Eenmaal terug op het politiebureau bleek mijn lift naar het heropvoedingscentrum, bestaande uit de vrouw in haar zalmroze mantelpak en de twee mannen met perfecte stropdassen van vorige keer, er al te zijn. Geweldig. Ik wilde nog steeds een knoop leggen in de stropdassen.
'We hebben nog wat informatie over je nodig.' begon de vrouw. Ik reageerde niet, ik was niemand informatie over mezelf verschuldigd en als ik geen zin had om die te geven dan zouden ze me eerst moeten martelen voor ik het gaf. 'Hoe oud ben je?'
Dat wist ik zelf niet eens.
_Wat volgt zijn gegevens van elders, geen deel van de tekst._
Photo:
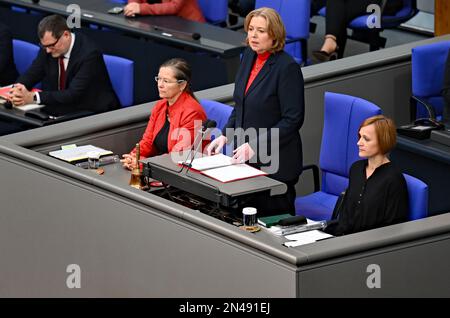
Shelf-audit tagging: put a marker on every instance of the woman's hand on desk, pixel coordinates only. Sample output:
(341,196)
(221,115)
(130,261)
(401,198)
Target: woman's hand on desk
(216,145)
(128,161)
(242,154)
(131,9)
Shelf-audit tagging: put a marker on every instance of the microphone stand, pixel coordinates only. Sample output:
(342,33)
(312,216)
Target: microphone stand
(194,147)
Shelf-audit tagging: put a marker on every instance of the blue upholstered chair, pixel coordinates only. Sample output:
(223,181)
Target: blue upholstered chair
(220,113)
(295,16)
(215,12)
(24,54)
(217,111)
(121,73)
(362,33)
(428,64)
(343,116)
(418,197)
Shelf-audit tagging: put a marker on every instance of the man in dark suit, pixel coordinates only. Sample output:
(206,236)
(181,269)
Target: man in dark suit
(8,71)
(72,71)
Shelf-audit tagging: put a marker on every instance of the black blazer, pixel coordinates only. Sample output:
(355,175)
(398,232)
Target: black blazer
(87,86)
(274,100)
(8,71)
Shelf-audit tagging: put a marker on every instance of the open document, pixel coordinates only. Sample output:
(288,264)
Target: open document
(78,153)
(220,168)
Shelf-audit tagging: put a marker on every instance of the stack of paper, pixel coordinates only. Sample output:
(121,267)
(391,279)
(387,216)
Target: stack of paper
(220,167)
(78,153)
(306,238)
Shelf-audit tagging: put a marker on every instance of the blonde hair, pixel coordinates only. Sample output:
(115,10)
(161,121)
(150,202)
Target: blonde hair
(275,27)
(384,129)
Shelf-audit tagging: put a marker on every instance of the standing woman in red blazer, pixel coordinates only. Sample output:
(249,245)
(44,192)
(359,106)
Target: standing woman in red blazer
(173,116)
(187,9)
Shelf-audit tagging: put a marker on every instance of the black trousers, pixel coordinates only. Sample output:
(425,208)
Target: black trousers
(267,205)
(339,15)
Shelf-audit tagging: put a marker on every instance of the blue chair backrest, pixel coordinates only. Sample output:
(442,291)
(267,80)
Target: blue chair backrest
(343,116)
(418,197)
(408,10)
(295,16)
(121,73)
(427,67)
(217,111)
(24,54)
(214,11)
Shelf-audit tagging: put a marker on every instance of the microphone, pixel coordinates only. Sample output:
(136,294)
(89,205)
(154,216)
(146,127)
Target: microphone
(170,32)
(208,124)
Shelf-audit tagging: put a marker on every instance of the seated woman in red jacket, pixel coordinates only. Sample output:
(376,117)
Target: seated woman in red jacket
(173,116)
(187,9)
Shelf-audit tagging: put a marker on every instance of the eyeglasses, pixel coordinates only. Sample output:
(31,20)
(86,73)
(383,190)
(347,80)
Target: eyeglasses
(166,81)
(50,46)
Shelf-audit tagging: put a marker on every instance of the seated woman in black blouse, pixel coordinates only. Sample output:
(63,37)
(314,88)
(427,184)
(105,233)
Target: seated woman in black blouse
(377,194)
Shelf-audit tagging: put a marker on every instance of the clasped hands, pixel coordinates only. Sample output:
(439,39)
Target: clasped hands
(241,154)
(19,95)
(129,161)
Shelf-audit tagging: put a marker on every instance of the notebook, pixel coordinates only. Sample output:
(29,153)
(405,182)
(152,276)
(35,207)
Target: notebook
(76,154)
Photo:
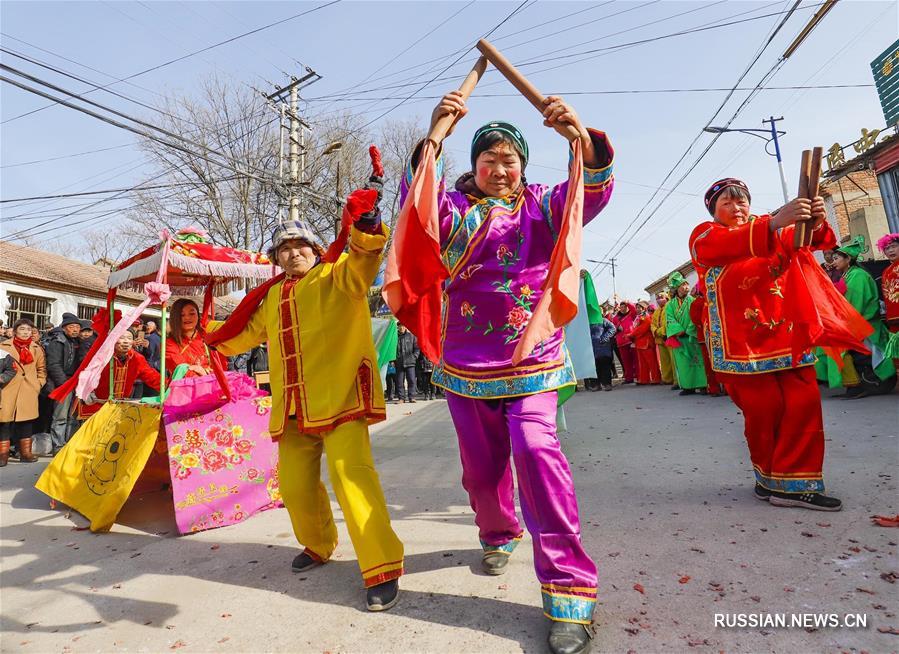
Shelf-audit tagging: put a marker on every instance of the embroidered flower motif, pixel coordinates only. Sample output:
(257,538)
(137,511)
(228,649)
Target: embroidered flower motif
(214,461)
(517,318)
(213,432)
(470,270)
(192,441)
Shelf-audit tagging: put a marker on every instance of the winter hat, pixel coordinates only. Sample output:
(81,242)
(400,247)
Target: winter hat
(293,229)
(884,241)
(479,143)
(69,319)
(716,189)
(676,280)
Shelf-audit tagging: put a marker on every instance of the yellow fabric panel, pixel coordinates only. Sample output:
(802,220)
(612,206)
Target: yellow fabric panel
(95,472)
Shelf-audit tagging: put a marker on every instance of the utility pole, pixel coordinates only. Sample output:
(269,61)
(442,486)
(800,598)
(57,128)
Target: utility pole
(774,134)
(293,186)
(610,262)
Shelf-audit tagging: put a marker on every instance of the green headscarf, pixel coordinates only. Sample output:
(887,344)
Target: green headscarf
(594,312)
(855,247)
(675,280)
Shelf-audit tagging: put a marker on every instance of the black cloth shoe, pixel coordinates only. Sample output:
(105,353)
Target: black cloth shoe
(570,638)
(814,501)
(761,492)
(303,562)
(494,563)
(383,596)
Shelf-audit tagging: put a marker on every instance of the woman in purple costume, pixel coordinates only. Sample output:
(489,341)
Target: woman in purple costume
(497,234)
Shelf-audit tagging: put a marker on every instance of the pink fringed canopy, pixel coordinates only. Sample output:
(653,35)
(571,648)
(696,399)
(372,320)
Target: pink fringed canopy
(192,265)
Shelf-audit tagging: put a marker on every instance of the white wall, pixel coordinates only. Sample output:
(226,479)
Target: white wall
(61,302)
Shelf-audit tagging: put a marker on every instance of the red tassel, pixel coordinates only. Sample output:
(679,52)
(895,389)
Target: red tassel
(821,316)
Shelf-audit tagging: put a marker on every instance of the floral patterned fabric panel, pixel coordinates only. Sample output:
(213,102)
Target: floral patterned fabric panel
(224,465)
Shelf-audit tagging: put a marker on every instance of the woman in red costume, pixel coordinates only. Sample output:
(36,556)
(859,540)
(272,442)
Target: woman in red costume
(648,371)
(186,342)
(742,262)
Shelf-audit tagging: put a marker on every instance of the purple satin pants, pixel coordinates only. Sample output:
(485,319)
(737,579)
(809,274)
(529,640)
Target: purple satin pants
(489,431)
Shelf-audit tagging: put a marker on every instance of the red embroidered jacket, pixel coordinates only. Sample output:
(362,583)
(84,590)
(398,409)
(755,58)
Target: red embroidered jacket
(127,372)
(742,270)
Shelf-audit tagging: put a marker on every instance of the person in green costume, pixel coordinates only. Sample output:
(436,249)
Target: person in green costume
(877,373)
(682,336)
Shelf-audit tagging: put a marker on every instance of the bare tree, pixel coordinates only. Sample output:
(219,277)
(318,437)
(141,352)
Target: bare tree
(237,210)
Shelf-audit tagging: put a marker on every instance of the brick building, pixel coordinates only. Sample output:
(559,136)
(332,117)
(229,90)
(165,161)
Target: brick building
(860,192)
(41,286)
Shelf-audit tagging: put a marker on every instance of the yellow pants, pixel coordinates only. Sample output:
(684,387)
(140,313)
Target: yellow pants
(667,365)
(358,491)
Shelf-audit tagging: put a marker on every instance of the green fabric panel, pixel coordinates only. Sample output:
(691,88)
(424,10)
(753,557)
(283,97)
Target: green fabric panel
(594,313)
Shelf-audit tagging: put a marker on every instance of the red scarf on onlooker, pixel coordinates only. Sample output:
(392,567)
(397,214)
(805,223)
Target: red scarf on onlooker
(24,348)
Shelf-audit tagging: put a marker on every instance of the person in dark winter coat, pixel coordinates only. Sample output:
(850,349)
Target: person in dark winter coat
(427,369)
(258,360)
(406,357)
(62,361)
(153,347)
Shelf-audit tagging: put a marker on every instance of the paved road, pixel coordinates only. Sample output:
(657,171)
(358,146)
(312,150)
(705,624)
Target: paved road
(665,492)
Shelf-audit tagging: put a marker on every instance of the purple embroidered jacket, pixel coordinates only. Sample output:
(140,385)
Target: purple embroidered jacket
(497,251)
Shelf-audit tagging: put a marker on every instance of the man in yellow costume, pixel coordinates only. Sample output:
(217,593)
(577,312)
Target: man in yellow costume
(326,389)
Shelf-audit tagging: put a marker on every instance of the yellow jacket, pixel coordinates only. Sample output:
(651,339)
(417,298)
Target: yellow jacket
(658,326)
(322,362)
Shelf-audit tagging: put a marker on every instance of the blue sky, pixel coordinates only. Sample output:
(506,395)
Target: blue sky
(349,43)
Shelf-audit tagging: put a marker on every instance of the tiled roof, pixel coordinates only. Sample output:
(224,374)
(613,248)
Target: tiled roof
(48,269)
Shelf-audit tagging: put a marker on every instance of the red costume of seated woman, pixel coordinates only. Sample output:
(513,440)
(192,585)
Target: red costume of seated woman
(186,341)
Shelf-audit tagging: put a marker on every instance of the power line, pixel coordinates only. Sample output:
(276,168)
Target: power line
(113,190)
(695,140)
(191,54)
(591,53)
(410,96)
(66,156)
(633,91)
(228,161)
(414,43)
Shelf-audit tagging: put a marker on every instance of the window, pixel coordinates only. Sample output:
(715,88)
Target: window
(889,191)
(36,309)
(87,311)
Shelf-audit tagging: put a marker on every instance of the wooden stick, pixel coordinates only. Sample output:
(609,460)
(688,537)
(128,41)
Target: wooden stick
(520,82)
(438,132)
(809,182)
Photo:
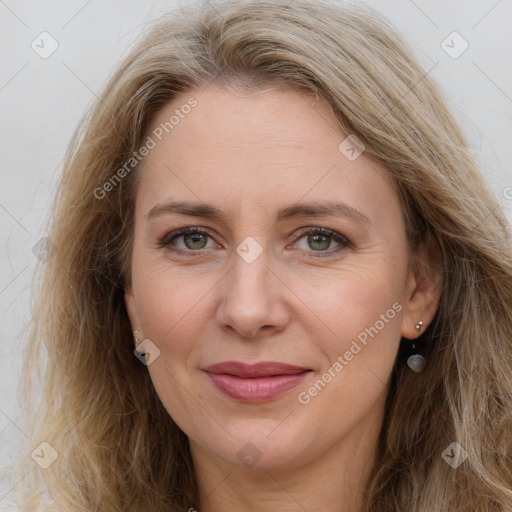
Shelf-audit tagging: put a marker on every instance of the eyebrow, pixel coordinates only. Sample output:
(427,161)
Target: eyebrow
(312,209)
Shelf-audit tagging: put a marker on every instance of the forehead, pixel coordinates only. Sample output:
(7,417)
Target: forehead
(268,148)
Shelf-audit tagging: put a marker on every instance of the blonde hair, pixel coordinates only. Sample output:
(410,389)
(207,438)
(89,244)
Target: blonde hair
(118,447)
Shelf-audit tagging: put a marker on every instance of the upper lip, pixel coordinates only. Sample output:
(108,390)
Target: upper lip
(262,369)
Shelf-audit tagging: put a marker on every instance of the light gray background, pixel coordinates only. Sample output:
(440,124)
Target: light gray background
(42,100)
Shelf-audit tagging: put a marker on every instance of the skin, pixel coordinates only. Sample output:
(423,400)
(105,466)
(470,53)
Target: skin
(251,154)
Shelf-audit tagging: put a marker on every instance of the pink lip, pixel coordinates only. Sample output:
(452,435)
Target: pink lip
(255,383)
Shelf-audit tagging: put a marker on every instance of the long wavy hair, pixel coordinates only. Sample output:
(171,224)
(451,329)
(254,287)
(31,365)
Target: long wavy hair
(118,448)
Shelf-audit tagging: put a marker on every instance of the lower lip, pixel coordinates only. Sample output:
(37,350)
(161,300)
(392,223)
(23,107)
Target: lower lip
(258,389)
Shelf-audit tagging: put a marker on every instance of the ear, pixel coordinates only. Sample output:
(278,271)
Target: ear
(423,289)
(131,309)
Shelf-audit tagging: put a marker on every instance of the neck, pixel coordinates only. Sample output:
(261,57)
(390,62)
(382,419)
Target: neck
(335,480)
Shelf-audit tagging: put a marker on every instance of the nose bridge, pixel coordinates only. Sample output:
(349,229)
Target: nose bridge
(251,297)
(250,268)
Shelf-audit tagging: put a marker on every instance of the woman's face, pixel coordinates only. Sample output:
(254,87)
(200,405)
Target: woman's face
(300,259)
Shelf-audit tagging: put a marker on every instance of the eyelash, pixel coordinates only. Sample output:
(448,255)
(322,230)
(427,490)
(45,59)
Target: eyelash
(166,241)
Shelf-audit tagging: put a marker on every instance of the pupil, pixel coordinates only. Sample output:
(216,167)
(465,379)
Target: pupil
(196,237)
(319,238)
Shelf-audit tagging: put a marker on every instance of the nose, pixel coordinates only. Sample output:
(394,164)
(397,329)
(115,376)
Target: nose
(253,302)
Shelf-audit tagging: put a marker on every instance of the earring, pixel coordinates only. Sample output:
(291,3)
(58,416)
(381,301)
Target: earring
(416,362)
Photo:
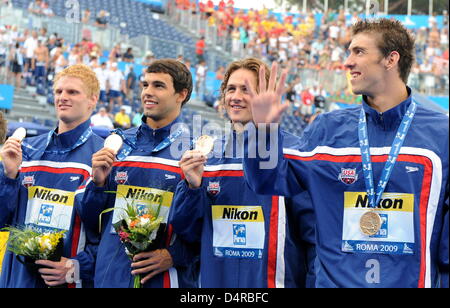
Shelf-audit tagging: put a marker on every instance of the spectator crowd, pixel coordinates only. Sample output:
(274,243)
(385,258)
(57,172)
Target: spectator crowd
(33,56)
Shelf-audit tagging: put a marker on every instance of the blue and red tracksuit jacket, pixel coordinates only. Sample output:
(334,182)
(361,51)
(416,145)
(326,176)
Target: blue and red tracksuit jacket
(44,197)
(143,176)
(247,240)
(411,248)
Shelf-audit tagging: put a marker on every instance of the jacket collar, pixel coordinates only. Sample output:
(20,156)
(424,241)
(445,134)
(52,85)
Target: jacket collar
(391,118)
(157,134)
(68,139)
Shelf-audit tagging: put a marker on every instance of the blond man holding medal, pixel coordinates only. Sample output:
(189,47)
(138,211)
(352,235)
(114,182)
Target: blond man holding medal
(42,180)
(247,240)
(377,173)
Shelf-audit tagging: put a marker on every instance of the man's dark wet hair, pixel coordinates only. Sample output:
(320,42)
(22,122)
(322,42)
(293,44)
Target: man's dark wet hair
(181,76)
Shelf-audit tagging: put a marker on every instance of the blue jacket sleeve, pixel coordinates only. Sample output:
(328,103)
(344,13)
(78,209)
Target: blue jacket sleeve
(184,253)
(95,200)
(300,212)
(444,251)
(86,259)
(187,210)
(9,194)
(265,175)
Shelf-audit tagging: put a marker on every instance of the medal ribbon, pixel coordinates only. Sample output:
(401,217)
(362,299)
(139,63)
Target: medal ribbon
(374,199)
(83,138)
(130,143)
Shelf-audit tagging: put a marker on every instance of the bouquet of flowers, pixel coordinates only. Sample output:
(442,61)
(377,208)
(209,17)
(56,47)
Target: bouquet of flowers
(140,229)
(32,245)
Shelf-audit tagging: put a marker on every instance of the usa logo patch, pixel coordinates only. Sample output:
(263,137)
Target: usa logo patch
(28,181)
(121,177)
(348,176)
(213,188)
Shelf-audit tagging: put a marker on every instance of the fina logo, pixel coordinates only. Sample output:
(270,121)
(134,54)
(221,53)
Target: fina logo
(239,234)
Ik had het vermoeden dat ik rond de 17/18 was maar niemand had me ooit verteld wanneer ik geboren was.
Ik keek de andere kant op, een signaal afgevend dat ik niet wilde antwoorden. 'Oké goed, wat is je achternaam?'
Ook dat wist ik niet.
'Wie zijn je ouders en waar zijn ze nu?' ging de vrouw verder. Ik gromde. 'Ik weet het niet!' schreeuwde ik uit frustratie. Ik deed altijd alsof het me niets kon schelen dat ik niet wist wie mijn ouders waren, wie ik was of waar ik vandaan kwam, maar diep vanbinnen stak het me nog steeds.
De vrouw schreef iets in haar zalmroze notitieboekje. De twee mannen stonden emotieloos naast haar. Ik had ze gedurende het gesprek niet één keer betrapt op knipperen. 'Goed, kom met ons mee.' zei de vrouw uiteindelijk. Een van de mannen pakte me vast en nam me mee naar buiten. Ik verzette me niet, ik wist wanneer dat nutteloos was.
Voor het politiebureau stond een zwarte BMW met geblindeerde ramen. Typisch. Vanbinnen rook de auto nieuw, iets wat ik niet vaak rook.
De mensen waren niet erg spraakzaam. Gedurende de rit is me één vraag gesteld, door de man die naast me zat. 'Hoe gaat het?'
Ik heb het volledig genegeerd, "hoe gaat het?" was niet erg toepasselijk in deze situatie.
Uiteindelijk doemde er een gebouw voor me op en de auto stopte. 'We zijn er.' zei de vrouw. Ik keek nog eens goed naar het gebouw, ik had een of ander grijs gebouw met tralies bij elk raam verwacht maar dat viel verbazingwekkend mee. Het gebouw zag er vrij modern uit met grote ramen, met tralies weliswaar, en veel groen er omheen. Ik wilde er hoe dan ook nog steeds niet heen. 'Je nieuwe thuis voor nu.'
Mijn grootste angst was officieel realiteit geworden, nou ja bijna dan. Als ze er eenmaal achter kwamen wat ik echt was dan zou ik hier waarschijnlijk nooit meer wegkomen. Mijn hart begon sneller te kloppen. Dat ging me niet gebeuren.